Un débutant salarié démarre autour du SMIC (environ 1 800 € brut par mois) ; plusieurs fiches métier citent encore 1 500 € brut, un chiffre daté. Avec de l'expérience, la rémunération monte généralement entre 2 200 et 2 600 € brut, et peut dépasser 3 000 € pour un responsable d'atelier ou un professionnel très reconnu. Dans les muséums publics, la grille de technicien (fonction publique d'État ITRF ou territoriale) encadre le salaire, avec des primes qui varient selon l'établissement. En indépendant ou en artisanat, le revenu dépend directement du carnet de commandes : très irrégulier, avec des pics liés à la saison de chasse pour la partie taxidermie.

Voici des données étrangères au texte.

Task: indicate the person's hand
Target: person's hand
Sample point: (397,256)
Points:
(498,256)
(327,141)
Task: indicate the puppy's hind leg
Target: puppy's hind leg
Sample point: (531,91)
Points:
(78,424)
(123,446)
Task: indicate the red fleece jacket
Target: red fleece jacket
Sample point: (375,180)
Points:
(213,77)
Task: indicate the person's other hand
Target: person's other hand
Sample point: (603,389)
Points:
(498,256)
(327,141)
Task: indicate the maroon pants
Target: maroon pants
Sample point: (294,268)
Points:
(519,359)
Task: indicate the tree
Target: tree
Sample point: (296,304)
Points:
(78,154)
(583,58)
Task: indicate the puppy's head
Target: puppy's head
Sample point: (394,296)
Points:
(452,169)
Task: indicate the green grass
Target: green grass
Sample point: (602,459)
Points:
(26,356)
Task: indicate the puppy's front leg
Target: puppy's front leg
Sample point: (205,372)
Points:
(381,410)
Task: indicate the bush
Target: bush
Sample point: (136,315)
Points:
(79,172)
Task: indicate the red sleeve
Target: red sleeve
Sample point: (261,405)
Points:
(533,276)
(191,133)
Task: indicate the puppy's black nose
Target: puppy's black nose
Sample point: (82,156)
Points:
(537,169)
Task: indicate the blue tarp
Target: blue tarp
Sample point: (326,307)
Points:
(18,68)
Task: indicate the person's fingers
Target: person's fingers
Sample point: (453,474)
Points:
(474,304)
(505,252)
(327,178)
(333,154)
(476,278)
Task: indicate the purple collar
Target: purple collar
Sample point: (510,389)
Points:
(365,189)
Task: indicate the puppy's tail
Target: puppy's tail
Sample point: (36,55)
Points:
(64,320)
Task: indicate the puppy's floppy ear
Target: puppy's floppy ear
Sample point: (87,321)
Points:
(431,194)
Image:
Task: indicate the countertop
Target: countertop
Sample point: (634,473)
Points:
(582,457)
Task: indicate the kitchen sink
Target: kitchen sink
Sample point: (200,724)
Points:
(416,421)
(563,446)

Estimation du net avant impôt sur le revenu (~22 % de charges). Le montant réel varie selon le statut et la convention collective. SMIC net mensuel ≈ 1 427 €.
Il n'existe pas de diplôme portant exactement ce nom. La voie la plus directe est le CAP taxidermiste, préparé en 2 ans après la 3e (ou 1 an après un autre diplôme), presque exclusivement en apprentissage : il n'est proposé que dans très peu d'établissements en France, principalement le CFA de la SEPR à Lyon. Le programme couvre l'anatomie, la physiologie, la chimie, le dessin, le traitement des peaux, le montage et le moulage.
D'autres chemins mènent au métier : une formation manuelle (moulage, céramique, métiers d'art, prothèse) complétée par un apprentissage sur le tas auprès d'un préparateur confirmé, ou un cursus scientifique (licence de biologie ou de sciences de la Terre) pour les postes de préparateur en muséum ou en laboratoire de paléontologie. Dans la fonction publique, on entre le plus souvent par les concours de technicien ITRF ou de technicien territorial, où le diplôme demandé va du bac à la licence, la pratique de l'atelier faisant la différence.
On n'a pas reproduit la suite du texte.